Monday, August 4, 2008

The $64,000 Question

What would you do if you were the principal of a high school that had been rated as "academically unacceptable" for the 2007 school year?

One principal in Fort Worth decided to schedule an academic planning retreat for the staff. At the famous--and expensive--Gaylord Texan Resort and Convention Center. To the tune of $64,000 of federal education grant money.

Not to worry, though:

South Hills’ Principal Nancy Weisskopf said her campus followed grant guidelines in planning the retreat.
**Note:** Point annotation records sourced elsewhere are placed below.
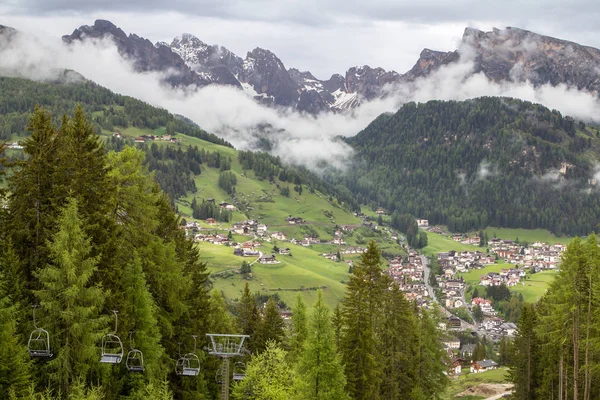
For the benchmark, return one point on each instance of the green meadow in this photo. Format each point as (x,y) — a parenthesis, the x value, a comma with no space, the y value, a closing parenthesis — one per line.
(527,235)
(442,243)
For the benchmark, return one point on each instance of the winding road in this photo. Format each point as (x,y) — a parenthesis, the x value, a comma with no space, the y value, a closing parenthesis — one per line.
(426,272)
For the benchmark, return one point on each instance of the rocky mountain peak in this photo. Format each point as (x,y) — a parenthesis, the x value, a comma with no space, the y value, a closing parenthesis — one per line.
(144,55)
(518,55)
(368,82)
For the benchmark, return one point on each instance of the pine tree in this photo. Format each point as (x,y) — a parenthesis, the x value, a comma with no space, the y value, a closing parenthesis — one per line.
(397,340)
(431,358)
(298,329)
(71,301)
(14,360)
(220,320)
(523,368)
(319,371)
(268,377)
(31,203)
(337,322)
(359,313)
(139,316)
(248,319)
(271,326)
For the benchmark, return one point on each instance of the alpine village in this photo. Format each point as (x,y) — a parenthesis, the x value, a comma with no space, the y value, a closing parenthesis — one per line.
(452,256)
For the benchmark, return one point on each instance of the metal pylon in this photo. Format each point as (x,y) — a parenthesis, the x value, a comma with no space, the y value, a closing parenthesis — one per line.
(225,380)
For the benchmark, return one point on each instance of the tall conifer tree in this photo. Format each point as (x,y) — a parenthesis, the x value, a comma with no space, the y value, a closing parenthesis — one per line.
(298,329)
(71,301)
(319,371)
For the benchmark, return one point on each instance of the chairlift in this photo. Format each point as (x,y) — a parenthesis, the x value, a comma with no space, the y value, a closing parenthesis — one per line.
(38,345)
(239,371)
(188,364)
(135,358)
(219,375)
(112,347)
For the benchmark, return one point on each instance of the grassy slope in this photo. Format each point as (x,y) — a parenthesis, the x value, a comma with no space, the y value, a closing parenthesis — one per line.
(306,268)
(527,235)
(532,289)
(442,243)
(535,286)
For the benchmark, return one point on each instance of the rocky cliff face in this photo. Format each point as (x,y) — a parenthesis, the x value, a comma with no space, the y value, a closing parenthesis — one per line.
(517,55)
(145,56)
(510,54)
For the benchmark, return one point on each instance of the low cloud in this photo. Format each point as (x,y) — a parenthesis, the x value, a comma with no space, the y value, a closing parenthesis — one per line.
(232,114)
(486,170)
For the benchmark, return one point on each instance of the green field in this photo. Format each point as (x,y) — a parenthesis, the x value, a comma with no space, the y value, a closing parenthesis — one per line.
(527,235)
(302,272)
(466,380)
(535,285)
(532,287)
(443,243)
(472,277)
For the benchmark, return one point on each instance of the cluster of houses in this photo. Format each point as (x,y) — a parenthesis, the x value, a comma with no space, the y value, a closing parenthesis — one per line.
(538,256)
(508,277)
(452,291)
(408,273)
(495,328)
(453,262)
(458,363)
(15,146)
(150,138)
(485,305)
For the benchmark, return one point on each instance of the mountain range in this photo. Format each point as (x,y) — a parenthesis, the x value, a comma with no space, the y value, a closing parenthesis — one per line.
(507,55)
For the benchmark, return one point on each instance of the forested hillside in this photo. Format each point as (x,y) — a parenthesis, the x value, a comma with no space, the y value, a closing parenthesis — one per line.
(482,162)
(109,110)
(87,235)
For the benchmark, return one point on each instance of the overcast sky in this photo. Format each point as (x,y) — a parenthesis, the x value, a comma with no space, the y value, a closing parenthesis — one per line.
(323,36)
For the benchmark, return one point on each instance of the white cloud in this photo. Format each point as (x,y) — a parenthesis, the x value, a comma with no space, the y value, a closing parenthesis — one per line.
(235,116)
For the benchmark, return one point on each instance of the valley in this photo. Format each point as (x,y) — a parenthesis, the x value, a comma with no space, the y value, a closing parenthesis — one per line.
(433,250)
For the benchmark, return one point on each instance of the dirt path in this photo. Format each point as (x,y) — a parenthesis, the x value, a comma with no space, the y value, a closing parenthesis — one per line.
(491,391)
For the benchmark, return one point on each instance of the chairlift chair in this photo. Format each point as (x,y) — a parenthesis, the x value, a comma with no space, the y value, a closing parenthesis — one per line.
(38,345)
(188,364)
(135,358)
(239,371)
(112,347)
(219,376)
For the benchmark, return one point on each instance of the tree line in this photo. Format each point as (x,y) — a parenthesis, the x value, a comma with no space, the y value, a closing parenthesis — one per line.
(477,163)
(110,111)
(84,232)
(556,350)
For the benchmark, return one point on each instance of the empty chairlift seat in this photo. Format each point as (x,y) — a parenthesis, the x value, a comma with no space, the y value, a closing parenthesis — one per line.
(135,361)
(188,364)
(239,371)
(38,344)
(112,347)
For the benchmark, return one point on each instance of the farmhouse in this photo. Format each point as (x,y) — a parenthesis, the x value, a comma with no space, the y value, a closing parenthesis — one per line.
(267,259)
(483,365)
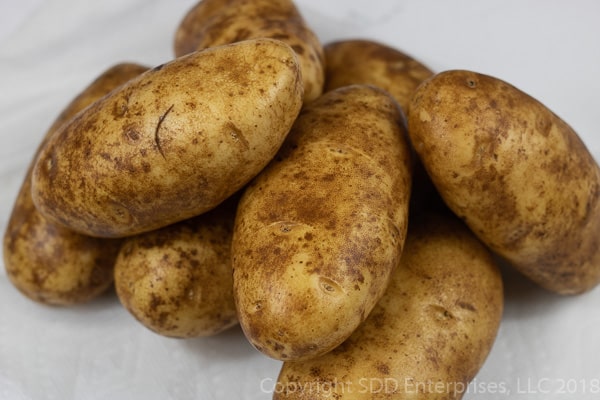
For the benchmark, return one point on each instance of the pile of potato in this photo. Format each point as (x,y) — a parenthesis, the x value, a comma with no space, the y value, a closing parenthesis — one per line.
(340,202)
She said the retreat will help build a strong academic program at the school, which the state rated "academically unacceptable" in 2007.

The school has also struggled to meet No Child Left Behind standards.

"Although Gaylord conjures up some feelings for some, when you look at it from a cost perspective, we are right within our guidelines," Weisskopf said.

Weisskopf said she hopes the community sees that the intention is to create a setting in which South Hills teachers can dig into solutions.

"I hope they understand that for schools to be successful, they need the time to plan," she said. "The whole point of this is to improve."

Isn't it a relief to know that federal guidelines were followed? I mean, we wouldn't want anyone spending money foolishly, now would we?

Let's face it: the problems with public education are legion, and they've proved resistant to such efforts as spending money carefully, spending money wildly, and spending money rampantly. So now we're thinking out of the box, insisting that educators spend money extravagantly and tangentially, in the hopes that finally money will be able in some miraculous way to solve the woes of institutional public schooling.

Of course, doing all these things ignores the fact that schools are a reflection of our communities, and as our communities become increasingly violent, sexualized, isolated, ill-mannered, unappreciative of education except in the most utilitarian way, and steeped in the dysfunctional nuclear breakdown of the nuclear family, it's hard to imagine that a little more money at a luxury resort will have any effect at all.

Why do educators continue to think that cash will solve what has become a societal problem? I think that's the $64,000 question.


Oremus said...

That is so SICKENING! Especially when we are struggling, personally, to make ends meet and having to decide which books/and courses we will not get to buy this year!

MommaLlama said...

You know, I think I would like to apply for a grant for my own teacher retreat (the TEA would say that my 'school' doesn't meet their standards, right?!)... maybe a group of us could go to the Gaylord for a "WORKING RETREAT" at taxpayers expense... what a swell deal that would be!

Clayton R said...

I am apalled by Nancy Weiskopf's actions. I am a Ph.D. candidate in economics with a focus on educational issues and I cam across this blog while performing research on abuses in the educational system. Ms. Weiskopf should be ashamed of herself. She is doing a disservice to her students, to the taxpayers, and to our future. But hey, she got to have a nice weekend at a fancy resort.
In any event, I would bet that at least one law was broken by this little junket and I intend to inform my friend who has helped me with my dissertation...oh...he happens to be an assistant united states attorney. I'm sure the DOJ will enjoy learning of this abuse of federal funds.